Plaintiff relies upon Kaczorowski v. Kalkosinski, 321 Pa. 438, 184 A. 663 (1936), where the court spoke of "an independent right of action to recover damages particularly suffered by" a beneficiary of the Act. There, the court concluded that the parents of a woman killed in an automobile accident could recover from the estate of her husband who had also died in the crash. The court noted that the prohibition of a wife suing her husband for personal injuries was a personal disability which no longer existed after death. The reasons for spousal immunity — the common law principle of unity of husband and wife, and the preservation of domestic harmony — no longer had any validity after the death of both.

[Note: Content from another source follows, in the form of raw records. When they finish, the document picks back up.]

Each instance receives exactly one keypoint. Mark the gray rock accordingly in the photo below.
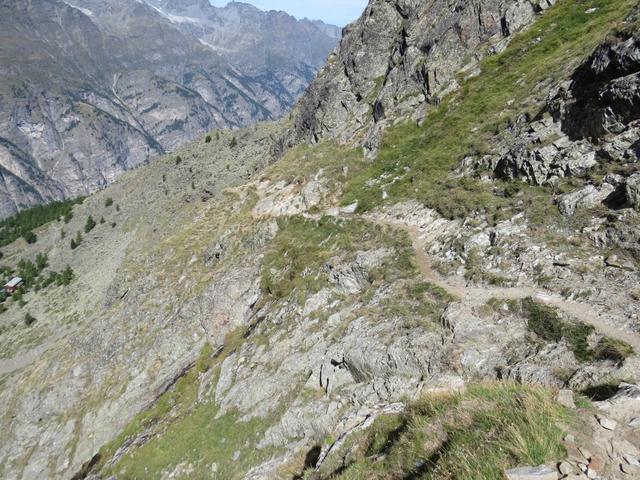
(632, 190)
(607, 423)
(586, 197)
(542, 472)
(565, 398)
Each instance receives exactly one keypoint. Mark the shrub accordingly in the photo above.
(542, 320)
(29, 320)
(91, 223)
(41, 261)
(612, 349)
(75, 242)
(25, 221)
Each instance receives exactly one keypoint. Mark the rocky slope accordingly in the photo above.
(92, 88)
(263, 307)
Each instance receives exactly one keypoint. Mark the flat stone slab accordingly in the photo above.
(541, 472)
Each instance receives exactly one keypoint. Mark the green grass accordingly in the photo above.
(184, 430)
(421, 159)
(545, 322)
(468, 435)
(298, 253)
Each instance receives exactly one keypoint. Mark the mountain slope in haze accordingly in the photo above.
(275, 304)
(91, 88)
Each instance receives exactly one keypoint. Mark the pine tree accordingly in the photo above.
(91, 223)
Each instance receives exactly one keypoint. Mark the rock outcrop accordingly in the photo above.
(396, 61)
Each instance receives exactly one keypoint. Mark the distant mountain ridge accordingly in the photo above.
(90, 88)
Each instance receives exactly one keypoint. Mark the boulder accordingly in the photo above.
(586, 197)
(542, 472)
(632, 190)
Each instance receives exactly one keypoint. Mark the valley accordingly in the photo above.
(428, 269)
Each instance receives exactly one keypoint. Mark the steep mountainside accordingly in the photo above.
(414, 276)
(91, 88)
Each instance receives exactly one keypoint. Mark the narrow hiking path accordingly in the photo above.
(27, 357)
(480, 295)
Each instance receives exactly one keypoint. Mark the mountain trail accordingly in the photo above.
(479, 295)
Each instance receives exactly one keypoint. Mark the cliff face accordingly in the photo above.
(90, 89)
(399, 58)
(250, 310)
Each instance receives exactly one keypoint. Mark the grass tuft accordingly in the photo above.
(477, 433)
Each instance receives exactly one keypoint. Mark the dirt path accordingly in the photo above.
(479, 295)
(8, 365)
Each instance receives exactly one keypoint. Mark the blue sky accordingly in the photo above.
(337, 12)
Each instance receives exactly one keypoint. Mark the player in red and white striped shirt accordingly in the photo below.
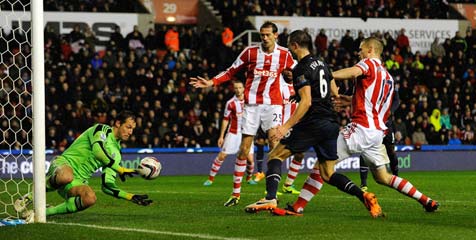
(232, 121)
(371, 104)
(289, 106)
(263, 64)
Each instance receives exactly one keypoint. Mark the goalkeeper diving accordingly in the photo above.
(98, 146)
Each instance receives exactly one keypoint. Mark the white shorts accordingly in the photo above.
(368, 142)
(264, 115)
(232, 142)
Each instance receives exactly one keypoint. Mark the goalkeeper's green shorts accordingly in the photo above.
(63, 191)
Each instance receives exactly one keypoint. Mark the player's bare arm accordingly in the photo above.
(224, 125)
(347, 73)
(200, 82)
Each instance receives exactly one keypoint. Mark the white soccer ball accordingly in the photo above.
(149, 168)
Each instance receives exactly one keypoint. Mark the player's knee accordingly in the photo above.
(274, 167)
(325, 173)
(382, 177)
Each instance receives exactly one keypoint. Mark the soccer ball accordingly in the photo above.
(149, 168)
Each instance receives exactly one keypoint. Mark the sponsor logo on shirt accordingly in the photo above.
(265, 73)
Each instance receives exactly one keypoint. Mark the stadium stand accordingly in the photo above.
(139, 72)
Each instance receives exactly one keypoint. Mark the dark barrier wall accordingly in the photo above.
(199, 163)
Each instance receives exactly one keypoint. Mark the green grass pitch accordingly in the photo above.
(184, 209)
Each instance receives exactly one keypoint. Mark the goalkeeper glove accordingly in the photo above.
(141, 200)
(123, 172)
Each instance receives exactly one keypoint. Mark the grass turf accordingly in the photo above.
(184, 209)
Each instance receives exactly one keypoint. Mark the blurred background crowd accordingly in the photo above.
(149, 74)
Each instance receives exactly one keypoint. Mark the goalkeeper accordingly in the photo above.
(98, 146)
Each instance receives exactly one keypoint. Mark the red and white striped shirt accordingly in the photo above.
(373, 95)
(288, 107)
(233, 113)
(263, 72)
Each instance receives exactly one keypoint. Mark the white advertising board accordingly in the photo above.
(421, 32)
(102, 24)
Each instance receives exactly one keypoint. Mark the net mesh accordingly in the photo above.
(15, 104)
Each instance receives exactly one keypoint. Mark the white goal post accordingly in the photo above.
(38, 84)
(22, 107)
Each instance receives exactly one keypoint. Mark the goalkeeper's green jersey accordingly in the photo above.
(94, 148)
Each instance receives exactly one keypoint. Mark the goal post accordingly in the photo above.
(38, 92)
(22, 107)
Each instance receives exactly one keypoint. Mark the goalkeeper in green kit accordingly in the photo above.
(98, 146)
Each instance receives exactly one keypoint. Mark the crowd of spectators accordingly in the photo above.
(234, 12)
(149, 75)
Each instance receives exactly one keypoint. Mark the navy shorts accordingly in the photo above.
(320, 134)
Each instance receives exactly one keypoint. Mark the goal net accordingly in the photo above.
(18, 107)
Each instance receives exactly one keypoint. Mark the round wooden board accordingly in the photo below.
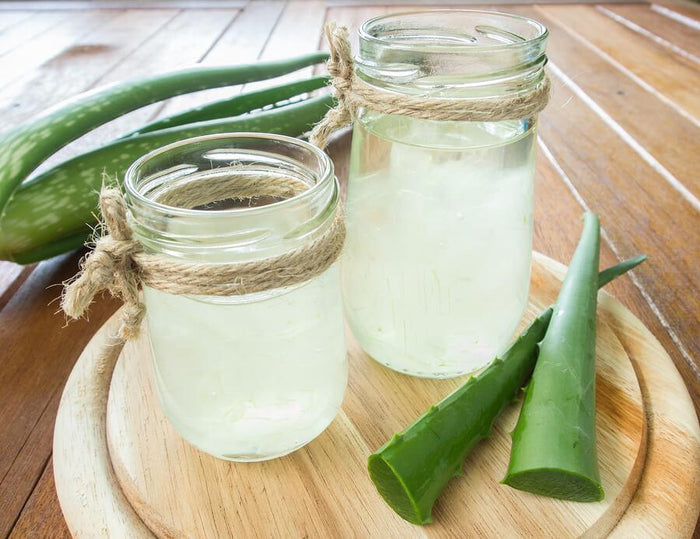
(323, 489)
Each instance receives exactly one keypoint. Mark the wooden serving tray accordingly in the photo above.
(122, 470)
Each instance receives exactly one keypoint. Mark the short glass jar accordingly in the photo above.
(255, 376)
(439, 213)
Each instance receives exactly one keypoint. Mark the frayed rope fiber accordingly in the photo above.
(119, 265)
(352, 93)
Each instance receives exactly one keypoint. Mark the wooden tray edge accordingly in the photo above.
(92, 500)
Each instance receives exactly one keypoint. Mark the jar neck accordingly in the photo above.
(461, 54)
(242, 230)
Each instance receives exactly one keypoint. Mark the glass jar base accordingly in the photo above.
(260, 457)
(439, 375)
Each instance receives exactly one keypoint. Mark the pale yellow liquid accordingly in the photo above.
(250, 380)
(436, 266)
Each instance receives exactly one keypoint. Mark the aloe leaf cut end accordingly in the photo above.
(557, 483)
(554, 440)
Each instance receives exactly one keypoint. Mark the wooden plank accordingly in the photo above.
(83, 65)
(685, 12)
(242, 43)
(48, 44)
(73, 5)
(621, 101)
(640, 211)
(17, 30)
(11, 277)
(680, 38)
(18, 483)
(12, 19)
(670, 75)
(298, 31)
(454, 4)
(182, 41)
(41, 516)
(33, 375)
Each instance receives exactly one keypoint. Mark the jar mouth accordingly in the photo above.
(322, 173)
(492, 31)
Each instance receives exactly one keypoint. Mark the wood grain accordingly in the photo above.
(46, 44)
(41, 515)
(35, 367)
(242, 42)
(621, 99)
(670, 75)
(629, 195)
(558, 201)
(210, 475)
(672, 32)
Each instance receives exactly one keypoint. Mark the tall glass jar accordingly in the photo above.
(439, 213)
(254, 376)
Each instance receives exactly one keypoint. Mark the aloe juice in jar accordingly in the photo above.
(437, 262)
(256, 375)
(254, 378)
(439, 202)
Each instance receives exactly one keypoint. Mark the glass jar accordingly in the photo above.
(254, 376)
(436, 267)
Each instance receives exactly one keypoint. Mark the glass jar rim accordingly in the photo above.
(365, 32)
(326, 174)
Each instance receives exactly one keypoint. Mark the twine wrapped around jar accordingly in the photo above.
(352, 93)
(120, 265)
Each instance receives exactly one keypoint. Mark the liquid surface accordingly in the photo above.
(436, 266)
(252, 380)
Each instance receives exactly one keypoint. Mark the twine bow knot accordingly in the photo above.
(110, 266)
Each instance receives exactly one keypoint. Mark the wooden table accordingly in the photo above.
(621, 137)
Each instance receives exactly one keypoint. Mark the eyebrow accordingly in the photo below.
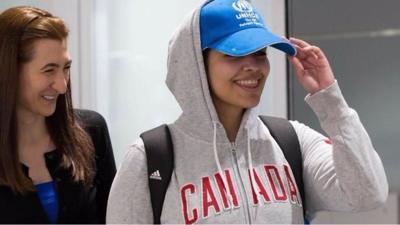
(55, 65)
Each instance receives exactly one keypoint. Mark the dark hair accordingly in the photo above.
(20, 27)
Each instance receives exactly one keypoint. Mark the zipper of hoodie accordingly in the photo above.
(242, 190)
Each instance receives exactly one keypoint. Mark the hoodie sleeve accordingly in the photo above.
(344, 172)
(129, 201)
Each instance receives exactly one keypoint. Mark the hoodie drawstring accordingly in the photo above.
(250, 163)
(220, 171)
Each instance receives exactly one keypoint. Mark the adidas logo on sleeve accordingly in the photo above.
(156, 175)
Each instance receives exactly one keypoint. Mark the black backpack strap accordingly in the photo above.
(160, 163)
(285, 135)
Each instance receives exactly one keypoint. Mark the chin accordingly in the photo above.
(47, 113)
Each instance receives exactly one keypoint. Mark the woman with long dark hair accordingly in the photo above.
(56, 164)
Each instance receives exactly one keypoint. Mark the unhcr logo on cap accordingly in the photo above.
(242, 6)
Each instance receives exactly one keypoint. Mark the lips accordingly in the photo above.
(50, 98)
(253, 83)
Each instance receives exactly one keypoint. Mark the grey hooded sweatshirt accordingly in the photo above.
(211, 181)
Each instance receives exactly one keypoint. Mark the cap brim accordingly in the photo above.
(250, 40)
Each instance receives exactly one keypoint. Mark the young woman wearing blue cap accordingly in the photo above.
(227, 166)
(56, 164)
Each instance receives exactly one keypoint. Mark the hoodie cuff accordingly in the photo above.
(328, 103)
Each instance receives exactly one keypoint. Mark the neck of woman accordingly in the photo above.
(32, 131)
(230, 119)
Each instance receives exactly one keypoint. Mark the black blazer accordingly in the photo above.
(77, 203)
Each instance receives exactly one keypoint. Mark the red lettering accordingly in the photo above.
(279, 191)
(292, 186)
(223, 192)
(261, 188)
(187, 190)
(209, 199)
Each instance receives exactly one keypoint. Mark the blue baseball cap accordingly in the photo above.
(236, 28)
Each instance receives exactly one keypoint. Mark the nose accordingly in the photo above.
(60, 82)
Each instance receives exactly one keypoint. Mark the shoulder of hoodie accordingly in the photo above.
(134, 159)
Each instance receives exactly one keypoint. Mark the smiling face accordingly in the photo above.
(236, 83)
(43, 78)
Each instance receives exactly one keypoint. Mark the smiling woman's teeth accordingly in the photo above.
(49, 97)
(247, 83)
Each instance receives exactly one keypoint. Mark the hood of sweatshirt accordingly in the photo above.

The Pennsylvania Supreme Court recently abrogated the doctrine of spousal immunity in Hack v. Hack, 495 Pa. 300, 433 A.2d 859 (1981).
That case is not helpful to the plaintiffs here because, as the court noted, even though a cause of action was created by the tortious conduct, one spouse was immune from suit by the other. The husband's immunity, however, had no effect on the underlying cause of action. Here, the cause of action itself has been satisfied by the release. The issue in this case is not a personal disability but the continued viability of the cause of action itself. It is in this context that the release must be viewed and in that light it bars recovery by the plaintiff.
Since we find no error in the resolution of this case by the district court, the judgment will be affirmed.